Moral of story? if RHS is constant times e^{2t} we guess with an exponent with a constant, if its homogenous we multiply by t, if still not a valid solution then we multiply by t again. #ex #IVP #second_order_nonhomogenous #mouc

y''+2y'+2y=2e^{-t}+5\cos t \qquad y(0)=3,\ y'(0)=1

We wanna solve this IVP! We know from earlier that it must have a unique solution.

1. set RHS to 0: r^2+2r+2=0 r_{1,2}=-1\pm i

someone mentions sqrt(i). sqrt(i) is interesting, but not the topic for today.

y_{h}(t)=e^{-t}(c_{1}\cos(t)+c_{2}\sin(t)) 2) y_{p}(t)=\ ? RHS is much more complicated, sum of 2 functions. Lets use principle of super position: y_{p}(t)=y_{p_{1}}(t)+y_{p_{2}}(t) where y_{p_{1}} solves y''+2y'+2y=2e^{-t} y_{p_{2}} solves y''+2y'+2y=5\cos (t) lets try y_{p_{1}}=Ae^{-t} Does this work? look at it, A must be zero but if A is zero you still get problems. y_{p_{1}}'=-Ae^{-t} y_{p_{1}}''=Ae^{-t} plug in these three and we find that A=2

second equation, not so easy: solution of \cos(t) doesn't quite work because the LHS will obtain a \sin term. Lets try this instead: y_{p_{2}}=A\cos(t)+B\sin(t) y_{p_{2}}'=-A\sin(t)+B\cos (t) y_{p_{2}}''=-A\cos t-B\sin t (A+2B)\cos(t)+(-2A+B)\sin(t)=5\cos(t) A+2B=5 -2A+B=0 -> solving the system of linear equations yields: A=1, B=2 but y_{p_{1}}\ne y_{p_{2}} because of the e^{-t} term. The general solution is: y(t)=c_{1}e^{-t}\cos(t)+c_{2}e^{-t}\sin t+2e^{-t}+\cos t+2\sin t now we solve the IVP: y(0)=3=c_{1}+3=3\implies c_{1}=0 y'(t)=c_{2}e^{-t}\cos(t)+\sin(t)(-1)e^{-t}-2e^t-\sin(t)+2\cos(t)
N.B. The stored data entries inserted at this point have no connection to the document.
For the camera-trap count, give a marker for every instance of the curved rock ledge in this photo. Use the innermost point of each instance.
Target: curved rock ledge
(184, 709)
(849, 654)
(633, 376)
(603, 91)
y'(0)=c_{2}+0-2+0+2 y'(0)=1=c_{2} final solution to IVP:

y(t)=e^{-t}(\sin t+2)+\cos t+2\sin t

#end of lec 8 #start of lec 9 remember in a previous example when we had to guess that y_{p}=At^2e^{2t}? Here is a generalized algorithm that can find y_{p} when the RHS falls under the following form. Reducing the guess work to zero:

Generalized guesses for undetermined coefficients:

case i) ay''+by'+cy=P_m(t)e^{rt} where P_{m}(t)=a_{m}t^m+a_{m-1}t^{m-1}+ \dots +a_{0} i.e. P is a polynomial degree m. Then we guess the particular solution is of the form: y_{p}(t)=t^s(b_{m}t^m+b_{m-1}t^{m-1}+\dots+b_{0})e^{rt} where: s=0, if r is not a root, s=1 if r is a single root, s=2 if r is a double root.

case ii) ay''+by'+cy=P_{m}(t)e^{\alpha t}\cos(\beta t)+P_{m}(t)e^{\alpha t}\sin(\beta t) Then we guess the particular solution is of the form: y_{p}(t)=t^s[(A_{k}t^k+A_{K-1}t^{k-1}+\dots+A_{0})e^{\alpha t}\cos(\beta t)+(B_{k}t^k+B_{k-1}t^{k-1}+\dots+B_{0})e^{\alpha t}\sin(\beta t)] where: s=0 if \alpha+i\beta is not a root, s=1 if \alpha+i\beta is a root.